Just over the fence was a crop of apple trees in the far corner of a large yard. To our delight, the trees were full of bright green apples – exactly what we needed for our hungry pets.
Christine and I loaded our arms with as many apples as we could carry and made our way back to my playhouse, where we were keeping the alligators. After several trips that likely yielded many dozens of apples, we heard shouting coming from the house to which the apple trees belonged.
To this day, I can still see the old man who came streaking across the yard, yelling as us to get out of his trees. It was an image straight out of Peter Rabbit.
Terrified, I scrambled down the branches, but not fast enough. Christine managed to jump the fence and run home, but Mr. McGregor (as I came to think of him) grabbed my arm and dragged me to my back door where he angrily reported my misdeeds to my mother.

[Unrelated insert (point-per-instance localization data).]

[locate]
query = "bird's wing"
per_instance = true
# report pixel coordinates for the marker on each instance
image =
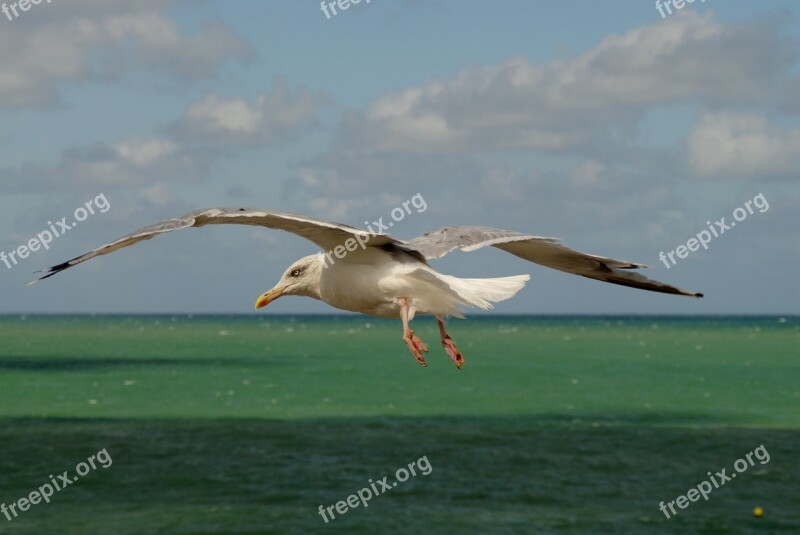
(325, 234)
(545, 251)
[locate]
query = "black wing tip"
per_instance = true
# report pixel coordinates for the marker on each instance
(50, 272)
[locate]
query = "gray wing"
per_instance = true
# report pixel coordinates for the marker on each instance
(545, 251)
(325, 234)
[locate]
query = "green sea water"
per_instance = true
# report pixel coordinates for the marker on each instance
(246, 425)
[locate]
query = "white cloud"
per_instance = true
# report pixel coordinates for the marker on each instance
(130, 163)
(517, 105)
(56, 43)
(273, 116)
(742, 145)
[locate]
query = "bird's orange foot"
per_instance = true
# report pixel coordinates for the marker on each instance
(452, 350)
(416, 346)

After Mr. McGregor headed home, my mom made me write him a note of apology. She took me by his house the next afternoon to drop off the note, but I was so terrified he would come running out of his house that I made my younger sister put it in his mailbox for me instead.
In all the years that we lived in the house that backed up to Mr. McGregor’s, I never once set foot on his property again. Years later, I ran into an old high school classmate of mine who told me his grandpa had lived behind my childhood home.
We connected the dots and it turns out his sweet old grandpa was my “Mr. McGregor” – just an old guy, a little stern, who liked the apple pies his wife made.
Such misjudgements are the inspiration for Emily Jenkins‘ wonderfully original book, “The Little Bit Scary People.” It’s a story about a shy girl who comes to discover that the many seemingly frightening people she encounters around town and at school might not be so bad after all.
The reader first meets the girl’s menacing, mohawked, skateboarding neighbor boy, who “cranks his radio so loud, my dad yells out the window for him to turn it down.” He’s a little bit scary; but with some imagination and the flip of a page, he’s transformed into just another boy who likes to cuddle his cat in the morning and still sleeps with a teddy bear.
Similarly, a stern lunch lady is revealed to be an afternoon jogger who listens to show tunes and “sings as loud as she can and doesn’t care if people hear.” And a formidable principal with long, shiny fingernails is discovered to enjoy shaking it loose on the dance floor at night after school.
We learn that the girl’s open mindedness can be credited to her ability to see how her policeman father and goth-inspired sister could be perceived by others as “a little bit scary.”
Through the eyes of our redheaded heroine, Jenkins has taught the reader a beautiful lesson in the most subtle way. One comes to realize that intimidating figures of authority and individuals with unusual appearances, once you get to know them, are usually kindhearted people with fun hobbies and families that love them.
As a team, Jenkins and artist Alexandra Boiger have created a stunning book that manages to perfectly capture an all-too-familiar childhood experience: encounters with “the little bit scary people.” Boiger’s watercolor illustrations are vibrant, expressive and energetic. I adore the detail in both the images and in Jenkins’ writing: a bus driver who “makes fancy breakfasts in the morning for her kids: pancakes, waffles, or English muffins with eggs and chopped tomato” and an odd classmate who “eats bits of her pencil” but is learning to ride a “red two-wheeler with a banana seat and streamers on the handles, and her mom runs alongside in case she loses her balance.”
I’m looking forward to getting my hands on another of Jenkins’ books for children: “My Favorite Thing (According to Alberta),” a story about a girl with very particular tastes and a hefty amount of self-esteem. Boiger has also illustrated several interesting books, including the recently released “The Monster Princess,” which takes some of the glitz off of being a princess. And I’m dying to read “Thanks a Lot, Emily Post!,” a story about a mother’s attempt to civilize her children.